“I’m good to go” is a phrase that Marines and first responders like Mike Washington are usually all too familiar with.
It’s often the knee-jerk response to the call of duty, even if emotionally they’re anything but “good.”
“As firefighters, as law enforcement, as military, we try to play that tough image,” explains Washington, a firefighter for the Seattle Fire Department. “And we wouldn’t share if we’re having a hard time dealing with something. We internalize it.”
Washington’s been a firefighter for 29 years, and before that, he did four combat tours with the Marine Corps. He always sought a life of action, but what he didn’t consider was how other people’s traumas might affect him.
“Seeing that level of human tragedy, of a car accident or a shooting or a murder — it takes a toll,” Washington says.
But it was losing his son in 2008 that was the straw that broke the camel’s back.
While at work, he learned his son, Marine Sgt. Michael T. Washington, had been killed in action in Afghanistan. Even though he was completely devastated, he didn’t let anyone see him cry, not even at the funeral.
But this time, the strain of emotional suppression was too much to bear.
He began drinking heavily. He got into bar fights and fights with his colleagues. He’d even run through red lights on his motorcycle in hopes that someone would hit him and end his suffering.
After several years of witnessing this distressing behavior, his veteran friends knew Washington needed help.
They organized a post-traumatic stress retreat to a place called Save a Warrior — a weeklong detox program designed to help veterans cope with their trauma.
Through counseling, he began to come to terms with the years of trauma he’d experienced and even uncover incidents he’d buried so deeply that he had no memory of them.
“You will see things that you can’t un-see,” Washington says. “We ignore it, but they’re ticking time bombs.

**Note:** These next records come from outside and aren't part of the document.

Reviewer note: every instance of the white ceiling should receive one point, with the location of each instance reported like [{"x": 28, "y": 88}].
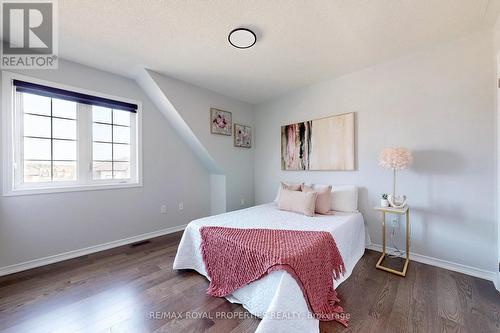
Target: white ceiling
[{"x": 299, "y": 41}]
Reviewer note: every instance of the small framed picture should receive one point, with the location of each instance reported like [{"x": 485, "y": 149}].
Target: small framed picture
[
  {"x": 221, "y": 122},
  {"x": 242, "y": 136}
]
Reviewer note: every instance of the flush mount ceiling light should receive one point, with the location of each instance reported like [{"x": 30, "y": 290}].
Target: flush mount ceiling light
[{"x": 242, "y": 38}]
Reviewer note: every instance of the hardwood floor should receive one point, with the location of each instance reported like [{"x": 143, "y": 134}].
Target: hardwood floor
[{"x": 133, "y": 289}]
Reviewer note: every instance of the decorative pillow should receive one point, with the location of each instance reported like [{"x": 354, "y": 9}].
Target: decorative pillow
[
  {"x": 287, "y": 186},
  {"x": 297, "y": 201},
  {"x": 324, "y": 199}
]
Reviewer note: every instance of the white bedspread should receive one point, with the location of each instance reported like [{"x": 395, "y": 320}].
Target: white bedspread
[{"x": 277, "y": 298}]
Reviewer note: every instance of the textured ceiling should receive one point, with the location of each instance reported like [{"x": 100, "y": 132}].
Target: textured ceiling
[{"x": 299, "y": 42}]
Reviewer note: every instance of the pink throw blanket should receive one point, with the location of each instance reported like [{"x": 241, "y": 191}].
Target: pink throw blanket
[{"x": 235, "y": 257}]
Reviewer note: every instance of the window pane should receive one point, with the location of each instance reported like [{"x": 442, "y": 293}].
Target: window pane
[
  {"x": 121, "y": 170},
  {"x": 102, "y": 152},
  {"x": 121, "y": 117},
  {"x": 37, "y": 171},
  {"x": 100, "y": 114},
  {"x": 62, "y": 108},
  {"x": 101, "y": 132},
  {"x": 64, "y": 150},
  {"x": 121, "y": 152},
  {"x": 36, "y": 104},
  {"x": 121, "y": 134},
  {"x": 64, "y": 129},
  {"x": 36, "y": 126},
  {"x": 36, "y": 149},
  {"x": 102, "y": 170},
  {"x": 64, "y": 171}
]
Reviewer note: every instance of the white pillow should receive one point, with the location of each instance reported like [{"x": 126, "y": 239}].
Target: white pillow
[
  {"x": 344, "y": 197},
  {"x": 297, "y": 201}
]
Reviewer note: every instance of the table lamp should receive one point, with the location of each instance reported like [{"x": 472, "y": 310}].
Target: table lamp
[{"x": 395, "y": 159}]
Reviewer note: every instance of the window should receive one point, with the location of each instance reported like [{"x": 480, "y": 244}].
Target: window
[{"x": 66, "y": 140}]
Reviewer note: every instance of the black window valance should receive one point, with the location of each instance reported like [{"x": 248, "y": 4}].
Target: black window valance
[{"x": 37, "y": 89}]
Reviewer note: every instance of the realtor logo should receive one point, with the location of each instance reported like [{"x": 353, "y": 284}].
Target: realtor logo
[{"x": 28, "y": 34}]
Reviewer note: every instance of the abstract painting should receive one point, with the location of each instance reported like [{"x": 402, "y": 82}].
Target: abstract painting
[
  {"x": 321, "y": 144},
  {"x": 242, "y": 136},
  {"x": 220, "y": 122}
]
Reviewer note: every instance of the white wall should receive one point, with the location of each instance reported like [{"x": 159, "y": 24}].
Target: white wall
[
  {"x": 37, "y": 226},
  {"x": 193, "y": 104},
  {"x": 438, "y": 103}
]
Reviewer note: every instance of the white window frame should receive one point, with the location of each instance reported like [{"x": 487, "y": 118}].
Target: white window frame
[{"x": 10, "y": 138}]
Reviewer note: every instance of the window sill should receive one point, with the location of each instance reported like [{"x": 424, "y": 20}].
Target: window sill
[{"x": 76, "y": 188}]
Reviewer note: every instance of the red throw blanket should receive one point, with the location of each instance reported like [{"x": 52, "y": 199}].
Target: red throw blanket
[{"x": 235, "y": 257}]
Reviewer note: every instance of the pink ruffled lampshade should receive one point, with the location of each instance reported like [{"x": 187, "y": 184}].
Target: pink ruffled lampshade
[{"x": 395, "y": 158}]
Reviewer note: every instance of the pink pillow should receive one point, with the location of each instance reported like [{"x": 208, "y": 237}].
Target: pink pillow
[
  {"x": 296, "y": 201},
  {"x": 287, "y": 186},
  {"x": 323, "y": 201}
]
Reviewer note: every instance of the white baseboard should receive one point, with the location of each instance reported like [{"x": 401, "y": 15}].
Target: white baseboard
[
  {"x": 88, "y": 250},
  {"x": 452, "y": 266}
]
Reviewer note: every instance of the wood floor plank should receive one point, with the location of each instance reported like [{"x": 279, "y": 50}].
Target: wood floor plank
[{"x": 134, "y": 289}]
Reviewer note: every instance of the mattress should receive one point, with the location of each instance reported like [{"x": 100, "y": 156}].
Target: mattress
[{"x": 277, "y": 298}]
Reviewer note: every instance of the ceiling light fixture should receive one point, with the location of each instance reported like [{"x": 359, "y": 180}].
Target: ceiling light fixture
[{"x": 242, "y": 38}]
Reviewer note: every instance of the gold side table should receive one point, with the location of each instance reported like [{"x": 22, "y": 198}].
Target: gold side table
[{"x": 400, "y": 211}]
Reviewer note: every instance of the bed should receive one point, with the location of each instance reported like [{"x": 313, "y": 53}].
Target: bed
[{"x": 277, "y": 298}]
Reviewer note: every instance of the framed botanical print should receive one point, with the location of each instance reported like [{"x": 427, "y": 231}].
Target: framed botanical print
[
  {"x": 221, "y": 122},
  {"x": 242, "y": 136}
]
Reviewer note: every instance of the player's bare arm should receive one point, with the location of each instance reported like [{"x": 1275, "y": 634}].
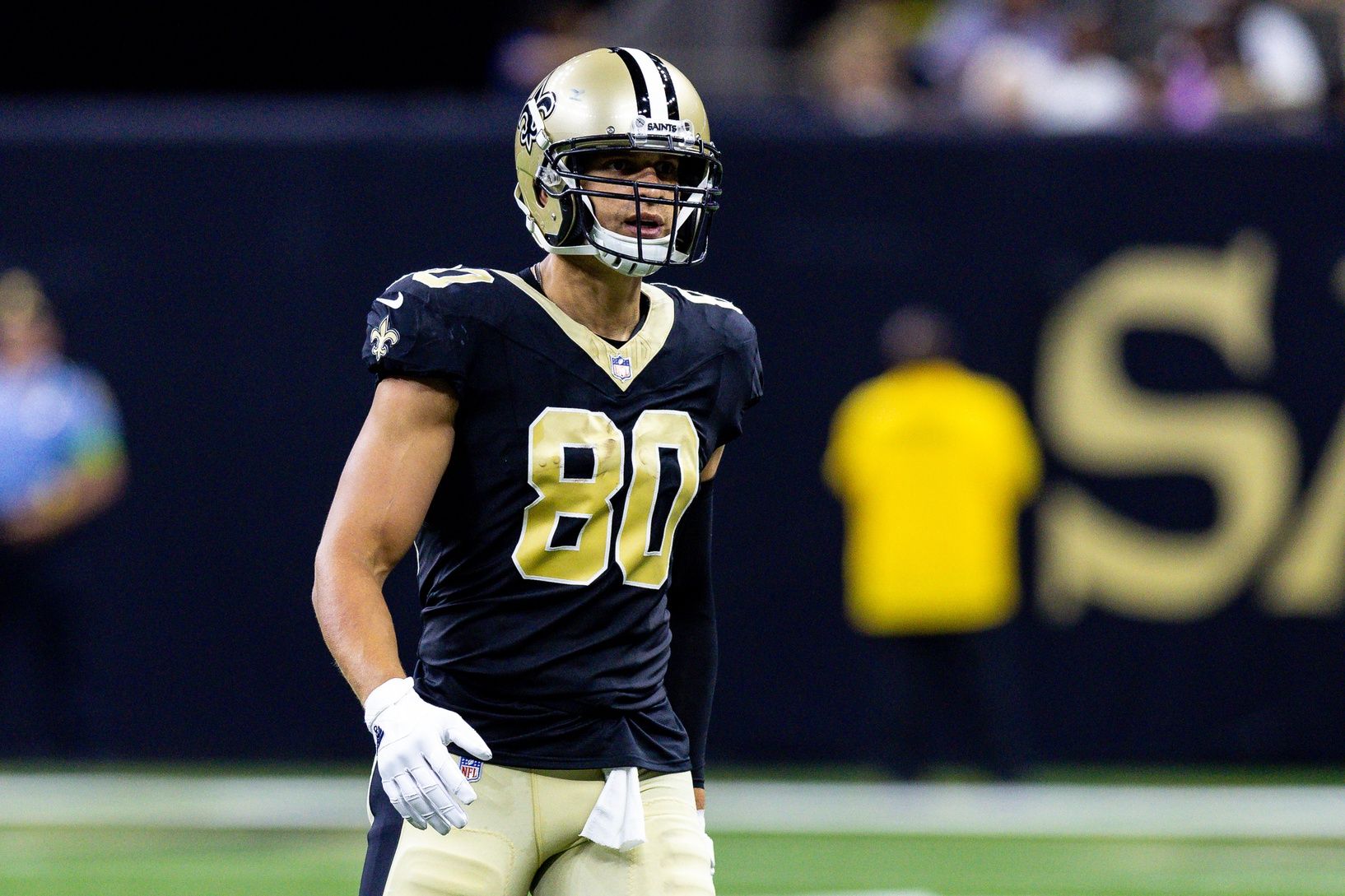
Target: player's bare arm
[
  {"x": 381, "y": 501},
  {"x": 384, "y": 493}
]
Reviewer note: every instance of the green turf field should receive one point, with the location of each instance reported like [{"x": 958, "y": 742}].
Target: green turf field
[
  {"x": 220, "y": 832},
  {"x": 72, "y": 861}
]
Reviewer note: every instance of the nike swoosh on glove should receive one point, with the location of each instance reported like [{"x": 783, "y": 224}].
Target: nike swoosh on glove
[{"x": 411, "y": 737}]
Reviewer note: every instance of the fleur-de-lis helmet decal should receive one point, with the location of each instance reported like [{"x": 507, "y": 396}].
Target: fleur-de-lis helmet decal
[{"x": 382, "y": 338}]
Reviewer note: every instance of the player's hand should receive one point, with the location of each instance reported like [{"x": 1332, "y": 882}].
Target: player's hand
[
  {"x": 412, "y": 739},
  {"x": 700, "y": 815}
]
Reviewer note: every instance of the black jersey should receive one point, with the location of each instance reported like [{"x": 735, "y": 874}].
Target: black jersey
[{"x": 543, "y": 560}]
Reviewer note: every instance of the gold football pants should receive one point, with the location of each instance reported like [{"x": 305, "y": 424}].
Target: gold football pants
[{"x": 524, "y": 836}]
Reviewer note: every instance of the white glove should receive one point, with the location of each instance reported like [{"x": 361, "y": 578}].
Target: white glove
[{"x": 412, "y": 739}]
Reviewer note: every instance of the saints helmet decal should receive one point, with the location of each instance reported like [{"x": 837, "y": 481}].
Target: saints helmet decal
[{"x": 617, "y": 99}]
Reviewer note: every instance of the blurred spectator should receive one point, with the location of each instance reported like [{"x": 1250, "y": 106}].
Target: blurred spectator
[
  {"x": 551, "y": 34},
  {"x": 856, "y": 65},
  {"x": 62, "y": 462},
  {"x": 962, "y": 27},
  {"x": 1238, "y": 59},
  {"x": 1090, "y": 89},
  {"x": 933, "y": 464}
]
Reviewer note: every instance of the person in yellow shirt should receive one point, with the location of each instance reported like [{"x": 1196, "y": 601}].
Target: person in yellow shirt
[{"x": 933, "y": 464}]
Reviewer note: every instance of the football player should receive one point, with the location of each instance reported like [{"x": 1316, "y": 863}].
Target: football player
[{"x": 547, "y": 442}]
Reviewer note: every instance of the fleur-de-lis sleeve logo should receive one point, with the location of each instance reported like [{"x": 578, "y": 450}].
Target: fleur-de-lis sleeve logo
[{"x": 382, "y": 338}]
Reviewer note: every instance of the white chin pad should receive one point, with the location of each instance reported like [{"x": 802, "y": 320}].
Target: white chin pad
[{"x": 654, "y": 252}]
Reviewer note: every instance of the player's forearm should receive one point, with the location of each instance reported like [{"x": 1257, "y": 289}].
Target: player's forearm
[{"x": 356, "y": 623}]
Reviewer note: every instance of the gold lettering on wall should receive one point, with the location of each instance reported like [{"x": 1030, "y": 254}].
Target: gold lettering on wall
[
  {"x": 1098, "y": 421},
  {"x": 1308, "y": 578}
]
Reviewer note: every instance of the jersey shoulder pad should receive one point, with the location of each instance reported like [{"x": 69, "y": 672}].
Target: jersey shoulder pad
[
  {"x": 456, "y": 291},
  {"x": 719, "y": 313},
  {"x": 426, "y": 323}
]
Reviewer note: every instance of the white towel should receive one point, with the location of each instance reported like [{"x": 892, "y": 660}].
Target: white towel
[{"x": 617, "y": 818}]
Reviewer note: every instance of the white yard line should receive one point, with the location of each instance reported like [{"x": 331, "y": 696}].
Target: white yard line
[{"x": 326, "y": 802}]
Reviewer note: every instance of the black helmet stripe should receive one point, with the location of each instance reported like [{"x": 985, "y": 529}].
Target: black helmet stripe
[
  {"x": 642, "y": 88},
  {"x": 668, "y": 91}
]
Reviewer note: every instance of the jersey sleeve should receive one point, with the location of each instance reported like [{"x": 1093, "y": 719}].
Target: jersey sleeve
[
  {"x": 742, "y": 385},
  {"x": 415, "y": 330}
]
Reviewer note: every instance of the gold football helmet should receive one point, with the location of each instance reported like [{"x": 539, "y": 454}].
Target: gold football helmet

And if we don’t learn ways to deal with that stress, to work with that stress, eventually it’s all going to catch up to you.”
Slowly but surely, Washington began to recover — and it didn’t take long for him to realize the best way for him to continue healing was to help other first responders.
So he joined the Seattle Fire Department’s Critical Incident Stress Management Team, a national effort to help first responders relieve their emotional stress by talking through it.
The goal of the program is to show first responders from day one that they don’t have to keep it all inside. There are much better ways of coping that will keep you healthier and happier on the job.
That’s why Washington is as candid as possible when describing his own trauma with those he is trying to help. “I don’t want another firefighter to be in this situation where I was, and the way to do that was to just lay myself out and just say ‘here it is,'” Washington explains.
And so far, Washington’s support has helped several of his colleagues, including firefighter Denny Fenstermaker.
Fenstermaker had been a firefighter for 39 years, but in March 2014, he witnessed destruction and tragedy like he’d never seen before.
Oso, Washington, a town near where Fenstermaker was fire chief, was devastated by a mudslide, so he led in a crew to rescue survivors. In the process, Fenstermaker wound up uncovering bodies of many people he knew, and the experience took a toll on him — to the point where he felt like he was losing his ability to lead.
Thankfully, Seattle’s Critical Incident Stress Management Team came on the scene, and Fenstermaker met Washington. They connected right away, and Fenstermaker started opening up to him.
“This is a guy that understands exactly where I’m at because he’s already been there,” Fenstermaker explains.
Washington feels like he’s a better person and firefighter because he’s no longer keeping his traumas inside. His all around courage is helping so many others find their way again.
Trauma can affect anyone, no matter how strong they are. But talking about it is the first and most important step back from the edge.